Fannie Mae on Wednesday launched new social disclosures for its Single-Family mortgage-backed securities (MBS).
The new disclosures — called the Social Criteria Share (SCS) and the Social Density Score (SDS) — are designed to respond to investor feedback and aim to provide single-family MBS investors with insights into socially oriented lending activities, while helping to preserve the confidentiality of mortgage consumers’ personal information, the enterprise said.
With Wednesday’s publication of the new social disclosures, Fannie Mae said it is providing the market with the SCS and the SDS, assigned at issuance, for active and inactive MBS pools issued between January 2010 and October 2022. Fannie Mae added it intends to begin publishing these attributes for new Single-Family MBS issuances beginning on Dec. 2, 2022.
To further assist market participants in their historical analysis, Fannie Mae said, it is also providing a chartbook containing common visualizations of prepayment performance.

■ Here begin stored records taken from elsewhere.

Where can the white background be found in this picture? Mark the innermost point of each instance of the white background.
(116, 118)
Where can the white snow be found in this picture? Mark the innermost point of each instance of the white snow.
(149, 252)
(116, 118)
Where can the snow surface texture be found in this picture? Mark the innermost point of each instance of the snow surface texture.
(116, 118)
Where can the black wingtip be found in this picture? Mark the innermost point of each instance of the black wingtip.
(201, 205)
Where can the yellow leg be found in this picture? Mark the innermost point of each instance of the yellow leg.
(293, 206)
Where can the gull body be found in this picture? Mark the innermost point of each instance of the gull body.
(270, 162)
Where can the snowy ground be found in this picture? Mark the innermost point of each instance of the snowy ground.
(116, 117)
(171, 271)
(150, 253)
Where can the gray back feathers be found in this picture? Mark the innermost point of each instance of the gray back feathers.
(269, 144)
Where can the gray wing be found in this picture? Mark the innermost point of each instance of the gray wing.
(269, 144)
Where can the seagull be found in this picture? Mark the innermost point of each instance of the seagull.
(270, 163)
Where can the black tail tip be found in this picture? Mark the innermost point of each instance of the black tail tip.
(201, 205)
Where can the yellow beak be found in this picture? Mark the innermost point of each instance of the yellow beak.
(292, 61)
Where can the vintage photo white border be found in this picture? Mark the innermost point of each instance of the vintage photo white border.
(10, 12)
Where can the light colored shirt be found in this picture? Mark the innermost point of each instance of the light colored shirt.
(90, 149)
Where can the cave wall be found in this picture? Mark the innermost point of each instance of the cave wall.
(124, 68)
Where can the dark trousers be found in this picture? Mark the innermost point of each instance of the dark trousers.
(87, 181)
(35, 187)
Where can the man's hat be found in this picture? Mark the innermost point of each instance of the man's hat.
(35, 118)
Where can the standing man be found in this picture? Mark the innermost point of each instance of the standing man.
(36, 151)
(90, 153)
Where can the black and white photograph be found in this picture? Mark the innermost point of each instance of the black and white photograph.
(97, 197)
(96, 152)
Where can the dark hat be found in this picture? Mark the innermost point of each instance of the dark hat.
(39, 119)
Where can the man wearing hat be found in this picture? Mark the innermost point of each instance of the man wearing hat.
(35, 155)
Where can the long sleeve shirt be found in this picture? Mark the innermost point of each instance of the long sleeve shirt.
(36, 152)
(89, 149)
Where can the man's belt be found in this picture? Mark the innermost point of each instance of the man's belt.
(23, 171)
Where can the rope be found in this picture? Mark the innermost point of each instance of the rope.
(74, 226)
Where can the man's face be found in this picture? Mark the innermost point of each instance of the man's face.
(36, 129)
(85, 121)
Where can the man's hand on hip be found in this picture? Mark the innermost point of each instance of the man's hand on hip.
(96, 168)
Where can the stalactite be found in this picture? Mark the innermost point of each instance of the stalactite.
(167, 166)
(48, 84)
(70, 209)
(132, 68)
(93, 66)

“We’re excited to release the new social disclosures after receiving positive feedback on the proposal over the last several months,” said Devang Doshi, senior vice president of Single-Family Capital Markets at Fannie Mae. “This is a significant step forward in terms of providing insights for market participants while working to protect borrower privacy, and we remain committed to continued engagement with the investor community for further developments in socially conscious investments.”
While these pool-level disclosures may support investors in determining which pools may meet their socially minded investment criteria, Fannie Mae is not labeling any pools as Single-Family Social Bonds, it said. Instead, Fannie Mae said it will consider feedback from investors, second-party opinion providers, and other market participants to determine how to approach potential labeled issuance.
Information on the methodology and disclosures is available on Fannie Mae’s website.